HUNTINGTON, W.Va. (WSAZ) -- Choosing a name for Marshall University's new recreation center has become a center of controversy.
The building is the latest addition to the growing Marshall campus. But putting a name on the new recreation center would take a $10 million donation. That amounts to one third of the total cost of the center, as well as the university's policy for naming rights.
Professor Nicholas Freidin is one of many faculty members and students who say the rec center should be named after Dr. Paul Ambrose, a Marshall alumnus who died on Flight 77 that crashed into the Pentagon on Sept. 11, 2001.
"He's the kind of student we wish we had more of," Freidin said.
Recently, a walking and biking path was named after Ambrose, who researched the obesity problem in Appalachia.
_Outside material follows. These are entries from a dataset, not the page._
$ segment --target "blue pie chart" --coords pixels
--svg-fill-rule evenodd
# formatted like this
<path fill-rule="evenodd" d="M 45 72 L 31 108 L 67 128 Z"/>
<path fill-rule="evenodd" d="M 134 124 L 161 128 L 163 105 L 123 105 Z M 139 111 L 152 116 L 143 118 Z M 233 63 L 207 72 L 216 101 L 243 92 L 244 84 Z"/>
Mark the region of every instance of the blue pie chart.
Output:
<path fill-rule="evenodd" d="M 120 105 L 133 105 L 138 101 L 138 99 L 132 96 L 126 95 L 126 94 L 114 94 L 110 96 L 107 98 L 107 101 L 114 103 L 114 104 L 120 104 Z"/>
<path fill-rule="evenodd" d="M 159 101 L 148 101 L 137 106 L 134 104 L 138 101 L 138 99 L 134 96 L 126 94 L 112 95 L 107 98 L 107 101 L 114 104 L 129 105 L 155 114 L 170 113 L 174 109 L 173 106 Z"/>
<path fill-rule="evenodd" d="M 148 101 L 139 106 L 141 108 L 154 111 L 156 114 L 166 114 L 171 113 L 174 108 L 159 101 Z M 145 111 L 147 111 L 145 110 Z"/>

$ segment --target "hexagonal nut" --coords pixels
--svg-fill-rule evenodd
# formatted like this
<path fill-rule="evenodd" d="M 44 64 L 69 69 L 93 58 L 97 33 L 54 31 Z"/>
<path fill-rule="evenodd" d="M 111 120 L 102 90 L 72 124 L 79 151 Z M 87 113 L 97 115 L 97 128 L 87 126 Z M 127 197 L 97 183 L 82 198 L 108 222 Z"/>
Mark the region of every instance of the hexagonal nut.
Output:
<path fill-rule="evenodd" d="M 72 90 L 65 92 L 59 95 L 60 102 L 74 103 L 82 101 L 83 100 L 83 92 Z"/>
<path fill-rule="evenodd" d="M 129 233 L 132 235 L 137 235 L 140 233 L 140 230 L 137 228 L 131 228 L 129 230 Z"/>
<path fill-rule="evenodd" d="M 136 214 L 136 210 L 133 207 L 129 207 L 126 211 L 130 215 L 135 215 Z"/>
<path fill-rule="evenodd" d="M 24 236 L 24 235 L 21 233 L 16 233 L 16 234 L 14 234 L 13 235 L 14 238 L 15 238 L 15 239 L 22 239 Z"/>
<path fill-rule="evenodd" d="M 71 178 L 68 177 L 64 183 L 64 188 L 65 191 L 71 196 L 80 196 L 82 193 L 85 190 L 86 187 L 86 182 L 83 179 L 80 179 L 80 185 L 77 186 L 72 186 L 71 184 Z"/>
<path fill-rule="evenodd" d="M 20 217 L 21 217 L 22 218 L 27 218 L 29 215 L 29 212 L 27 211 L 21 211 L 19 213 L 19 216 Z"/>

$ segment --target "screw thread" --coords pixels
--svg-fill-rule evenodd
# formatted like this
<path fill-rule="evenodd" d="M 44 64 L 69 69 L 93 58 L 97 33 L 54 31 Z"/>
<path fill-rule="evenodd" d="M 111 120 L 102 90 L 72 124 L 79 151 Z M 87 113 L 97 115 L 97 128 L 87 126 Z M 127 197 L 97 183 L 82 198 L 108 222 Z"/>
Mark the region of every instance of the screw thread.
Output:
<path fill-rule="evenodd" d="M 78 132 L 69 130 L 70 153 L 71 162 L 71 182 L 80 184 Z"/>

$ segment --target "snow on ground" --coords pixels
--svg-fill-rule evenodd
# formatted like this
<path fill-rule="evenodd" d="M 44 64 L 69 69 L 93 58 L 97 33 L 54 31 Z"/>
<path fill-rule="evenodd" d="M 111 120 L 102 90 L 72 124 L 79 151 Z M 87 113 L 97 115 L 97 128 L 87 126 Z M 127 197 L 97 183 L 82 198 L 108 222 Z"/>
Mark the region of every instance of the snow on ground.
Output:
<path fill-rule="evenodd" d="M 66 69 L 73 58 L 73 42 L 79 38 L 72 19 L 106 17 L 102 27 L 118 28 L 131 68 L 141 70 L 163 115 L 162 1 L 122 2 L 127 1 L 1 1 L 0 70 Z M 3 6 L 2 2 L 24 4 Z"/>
The Marshall Faculty Senate approved a recommendation the rec center be named after Ambrose, but Marshall President Stephen Kopp did not forward the recommendation on to the Board of Governors whose members make the final decision.
"My heart goes out to Paul Ambrose’s family, and the circumstances surrounding his death were tragic," Kopp is reported as saying. "But we have to look at this from a long-term point of view. It is incumbent upon the Board of Governors and myself to do everything we can to raise funds to offset further escalation in fees and membership costs."
Freidin responded by saying, "It is (Kopp's) job to get enough money for the university but I think there are other ways to do it."
Members of the honorary society representing sociology students started a petition with 700 signatures in favor of naming the rec center after Ambrose.